The company also owns two “Browns” retail stores in London, one “Stadium Goods” retail store in New York City, and two “Off-White” stores in Las Vegas and New York. It also operates approximately 50 New Guards Group franchised retail stores.
Global Partnership with Alibaba Group & Richemont
In early November, Farfetch announced that it had formed a strategic partnership with Alibaba Group Holding Ltd (NYSE:BABA) and Richemont to provide luxury brands with enhanced access to the China market, and to accelerate the digitization of the global luxury industry. (Source: “Farfetch, Alibaba Group and Richemont Form Global Partnership,” Farfetch Ltd, November 11, 2020.)
As part of the global partnership, Alibaba and Richemont will invest $300.0 million each in private convertible notes. The two companies will also invest $250.0 million each in Farfetch China, taking a combined 25% stake in the new joint venture.
With the partnership, Farfetch will launch luxury shopping channels on Alibaba’s platforms “Tmall Luxury Pavilion,” “Luxury Soho,” and “Tmall Global.” The new channels will expand the reach of Farfetch’s global luxury platform to Alibaba’s 757 million consumers.
Record Third-Quarter GMV Results
On November 12, Farfetch announced that its revenue for the third quarter, ended September 30, increased 71% year-over-year to $438.0 million. (Source: “Farfetch Announces Third Quarter 2020 Results,” Farfetch Ltd, November 12, 2020.)
The company’s gross merchandise value (GMV) accelerated 62% to a record $798.0 million, with digital platform GMV up 60% at a record $674.0 million.

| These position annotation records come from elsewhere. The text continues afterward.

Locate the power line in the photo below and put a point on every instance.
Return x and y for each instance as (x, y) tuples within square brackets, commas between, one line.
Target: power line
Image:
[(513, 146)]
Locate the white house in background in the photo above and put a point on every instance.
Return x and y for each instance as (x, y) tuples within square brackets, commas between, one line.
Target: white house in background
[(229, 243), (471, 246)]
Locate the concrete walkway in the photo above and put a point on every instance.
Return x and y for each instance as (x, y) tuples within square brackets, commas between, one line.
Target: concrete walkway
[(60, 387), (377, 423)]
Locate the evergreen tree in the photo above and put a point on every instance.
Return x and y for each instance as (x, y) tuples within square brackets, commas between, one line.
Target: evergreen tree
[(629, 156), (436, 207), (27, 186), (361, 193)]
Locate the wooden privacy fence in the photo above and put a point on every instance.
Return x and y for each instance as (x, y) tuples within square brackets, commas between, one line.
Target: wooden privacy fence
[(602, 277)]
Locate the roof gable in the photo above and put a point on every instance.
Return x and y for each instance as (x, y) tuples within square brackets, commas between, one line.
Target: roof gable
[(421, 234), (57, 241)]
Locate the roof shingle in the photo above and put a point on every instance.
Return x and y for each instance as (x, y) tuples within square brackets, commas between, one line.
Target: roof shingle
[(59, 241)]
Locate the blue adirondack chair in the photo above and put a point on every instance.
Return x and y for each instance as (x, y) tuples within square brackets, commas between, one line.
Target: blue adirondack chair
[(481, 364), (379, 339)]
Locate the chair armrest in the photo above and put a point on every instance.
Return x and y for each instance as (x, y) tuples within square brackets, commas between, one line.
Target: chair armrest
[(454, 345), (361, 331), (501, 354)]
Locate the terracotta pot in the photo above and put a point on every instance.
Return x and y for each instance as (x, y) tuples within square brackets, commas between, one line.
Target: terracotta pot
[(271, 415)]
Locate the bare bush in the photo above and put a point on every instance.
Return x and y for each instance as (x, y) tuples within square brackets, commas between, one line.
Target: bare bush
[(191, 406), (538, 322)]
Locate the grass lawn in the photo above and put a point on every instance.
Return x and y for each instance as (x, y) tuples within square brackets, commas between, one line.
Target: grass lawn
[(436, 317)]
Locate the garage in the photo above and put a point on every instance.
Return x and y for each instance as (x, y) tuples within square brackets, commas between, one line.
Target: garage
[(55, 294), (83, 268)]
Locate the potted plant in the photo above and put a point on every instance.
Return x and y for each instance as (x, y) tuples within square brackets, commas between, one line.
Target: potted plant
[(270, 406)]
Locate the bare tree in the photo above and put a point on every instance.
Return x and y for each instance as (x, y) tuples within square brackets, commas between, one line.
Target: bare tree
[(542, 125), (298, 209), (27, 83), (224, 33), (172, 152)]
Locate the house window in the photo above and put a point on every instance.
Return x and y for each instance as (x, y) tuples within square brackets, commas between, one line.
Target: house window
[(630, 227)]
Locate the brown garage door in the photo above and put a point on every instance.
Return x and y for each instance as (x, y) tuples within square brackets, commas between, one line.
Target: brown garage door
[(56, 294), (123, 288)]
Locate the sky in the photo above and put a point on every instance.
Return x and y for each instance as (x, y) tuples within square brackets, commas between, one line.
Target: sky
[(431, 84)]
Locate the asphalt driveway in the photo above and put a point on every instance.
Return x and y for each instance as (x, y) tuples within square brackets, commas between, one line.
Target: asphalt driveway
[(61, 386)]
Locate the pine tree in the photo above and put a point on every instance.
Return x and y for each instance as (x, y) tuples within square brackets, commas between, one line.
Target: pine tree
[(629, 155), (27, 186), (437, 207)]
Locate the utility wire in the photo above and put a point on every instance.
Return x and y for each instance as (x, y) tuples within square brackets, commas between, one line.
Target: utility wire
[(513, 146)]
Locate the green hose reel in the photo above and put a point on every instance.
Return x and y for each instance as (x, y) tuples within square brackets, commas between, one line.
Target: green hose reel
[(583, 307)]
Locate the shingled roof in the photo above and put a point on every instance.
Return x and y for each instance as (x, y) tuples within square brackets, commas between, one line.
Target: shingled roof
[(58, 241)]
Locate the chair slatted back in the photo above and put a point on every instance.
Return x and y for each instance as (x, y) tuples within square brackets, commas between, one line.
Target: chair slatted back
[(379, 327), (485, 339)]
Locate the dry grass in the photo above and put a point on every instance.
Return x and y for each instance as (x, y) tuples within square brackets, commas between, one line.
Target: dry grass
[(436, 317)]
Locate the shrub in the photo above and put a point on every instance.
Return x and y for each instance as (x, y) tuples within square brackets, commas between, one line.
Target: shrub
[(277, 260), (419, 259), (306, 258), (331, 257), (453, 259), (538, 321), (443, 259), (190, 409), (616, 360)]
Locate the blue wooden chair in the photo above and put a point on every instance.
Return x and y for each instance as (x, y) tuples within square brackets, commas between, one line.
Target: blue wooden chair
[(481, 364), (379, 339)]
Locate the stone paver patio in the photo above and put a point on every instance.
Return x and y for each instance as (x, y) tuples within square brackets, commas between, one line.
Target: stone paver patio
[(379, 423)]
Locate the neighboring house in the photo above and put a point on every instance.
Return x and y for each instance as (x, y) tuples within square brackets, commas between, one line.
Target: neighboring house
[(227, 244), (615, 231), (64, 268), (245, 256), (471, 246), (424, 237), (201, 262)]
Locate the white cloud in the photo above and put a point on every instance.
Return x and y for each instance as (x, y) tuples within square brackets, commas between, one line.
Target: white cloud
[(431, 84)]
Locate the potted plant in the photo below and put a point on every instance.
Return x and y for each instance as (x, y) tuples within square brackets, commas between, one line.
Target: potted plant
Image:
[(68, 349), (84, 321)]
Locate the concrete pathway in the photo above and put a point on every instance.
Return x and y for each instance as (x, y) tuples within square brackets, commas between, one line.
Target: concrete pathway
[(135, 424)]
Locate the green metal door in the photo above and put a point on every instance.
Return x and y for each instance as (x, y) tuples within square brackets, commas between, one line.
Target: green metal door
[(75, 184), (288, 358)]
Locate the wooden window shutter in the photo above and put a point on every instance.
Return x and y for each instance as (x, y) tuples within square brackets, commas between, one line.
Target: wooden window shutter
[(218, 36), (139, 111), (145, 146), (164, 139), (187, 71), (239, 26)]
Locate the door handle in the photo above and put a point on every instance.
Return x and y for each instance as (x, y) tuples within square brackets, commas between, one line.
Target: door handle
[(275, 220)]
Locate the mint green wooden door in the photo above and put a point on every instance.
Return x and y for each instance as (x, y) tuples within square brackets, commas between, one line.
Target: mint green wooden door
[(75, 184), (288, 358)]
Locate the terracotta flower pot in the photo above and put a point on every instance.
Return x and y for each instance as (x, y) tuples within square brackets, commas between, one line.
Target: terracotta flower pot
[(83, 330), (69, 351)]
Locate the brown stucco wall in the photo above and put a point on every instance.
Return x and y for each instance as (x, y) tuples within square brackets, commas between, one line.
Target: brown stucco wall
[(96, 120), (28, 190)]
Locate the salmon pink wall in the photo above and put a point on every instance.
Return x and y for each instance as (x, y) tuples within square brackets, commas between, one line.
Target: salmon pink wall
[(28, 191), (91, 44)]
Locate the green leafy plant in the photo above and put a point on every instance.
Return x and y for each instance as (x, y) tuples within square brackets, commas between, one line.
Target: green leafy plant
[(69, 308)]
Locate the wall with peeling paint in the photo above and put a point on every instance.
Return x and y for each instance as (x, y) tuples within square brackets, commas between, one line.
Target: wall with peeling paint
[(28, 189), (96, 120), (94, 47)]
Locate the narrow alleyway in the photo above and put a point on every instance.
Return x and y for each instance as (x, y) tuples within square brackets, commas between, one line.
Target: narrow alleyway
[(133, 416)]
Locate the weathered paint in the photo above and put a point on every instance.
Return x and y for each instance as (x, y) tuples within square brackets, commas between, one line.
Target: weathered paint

Adjusted earnings before interest, taxes, depreciation, and amortization (EBITDA) improved to a loss of $10.3 million, from a loss of $35.6 million in the same prior-year period. Third-quarter adjusted earnings per share improved to a loss of $0.17, from a third-quarter 2019 loss of $0.20.
José Neves, founder, chairman, and CEO, said: “The Farfetch platform continued to accelerate in third quarter 2020, setting another quarterly GMV record and further indicating we are witnessing a paradigm shift in favor of online luxury.”
Elliot Jordan, CFO, added, “The strong underlying financial profile of Farfetch and recent investments by our new strategic partners who form part of Luxury New Retail initiative means we are well placed to support the global luxury industry in navigating the continued growth in online over the coming years.”
As explained above, luxury e-commerce company Farfetch Ltd has been capitalizing on an underdeveloped industry that’s poised for massive long-term growth.
The company continues to add new brands and stores, and its customer base is at record levels. Moreover, Farfetch’s lucrative partnership with Alibaba and Richemont expands its global footprint and should drive sustained growth and market share for years to come. That all bodes well for Farfetch stock.